I over floored several rooms in my house (UK, '20s build) with plywood before laying insulation, heating mats and laminate floor boards for the final finish. I don't have a staple gun so I screwed the boards down at roughly 600mm c/c across the floorboards and 300mm along them.

What the blazes has that got to do with LLMs?

Well, I used a nearly inappropriate method for a job and blasted through it nearly as fast as the best method! If I had used a manual screwdriver I would have been at it nearly forever and ended up with a very limp wrist. I do own an old school ratchet screwdriver and that would have speeded things up but still been slow. I did use yellow passivated screws with sharp threads and a notch to initiate biting into the wood - rather more expensive than a staple or a nail.

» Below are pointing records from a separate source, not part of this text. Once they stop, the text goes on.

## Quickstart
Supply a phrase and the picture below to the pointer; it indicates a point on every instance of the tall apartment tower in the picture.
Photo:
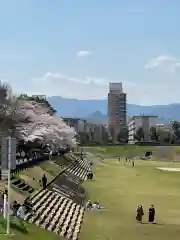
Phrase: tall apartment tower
(116, 109)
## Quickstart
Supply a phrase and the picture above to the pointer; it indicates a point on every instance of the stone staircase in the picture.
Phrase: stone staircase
(54, 210)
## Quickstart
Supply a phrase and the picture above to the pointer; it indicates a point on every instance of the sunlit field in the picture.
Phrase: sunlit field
(120, 188)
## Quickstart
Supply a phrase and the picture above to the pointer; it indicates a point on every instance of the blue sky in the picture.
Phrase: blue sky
(75, 48)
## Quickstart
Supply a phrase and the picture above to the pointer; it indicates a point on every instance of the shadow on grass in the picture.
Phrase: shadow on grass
(15, 224)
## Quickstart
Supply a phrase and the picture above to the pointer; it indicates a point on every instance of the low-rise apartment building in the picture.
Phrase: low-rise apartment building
(88, 131)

So I burned through my tokens (screws instead of nails/staples) faster than if I had used a pneumatic nail/staple gun.

Anyway. LLMs are tools. They can be good tools in the right hands or rip your fingers off in the wrong hands.

1 comments

Running with this analogy, the two sides of the AI argument are the people who think they can fire their plumber and electrician now that they have a drill driver, and the people who know it doesn't work that way...
Quite. My larger drill driver will wrench your wrist unless you know how to set the speed/mode/etc correctly and know how to brace yourself correctly.

At the moment, I think that a LLM needs skilled hands too. Have a casual chat - that's fine but for work ... be aware.

I recently dumped a wikimedia (our knowledge base is a wiki) formatted table into a LLM (on prem) and asked it to sort the list on the first column. It lost a few rows for some reason. No problem - I know how my tools work but it was a bit odd!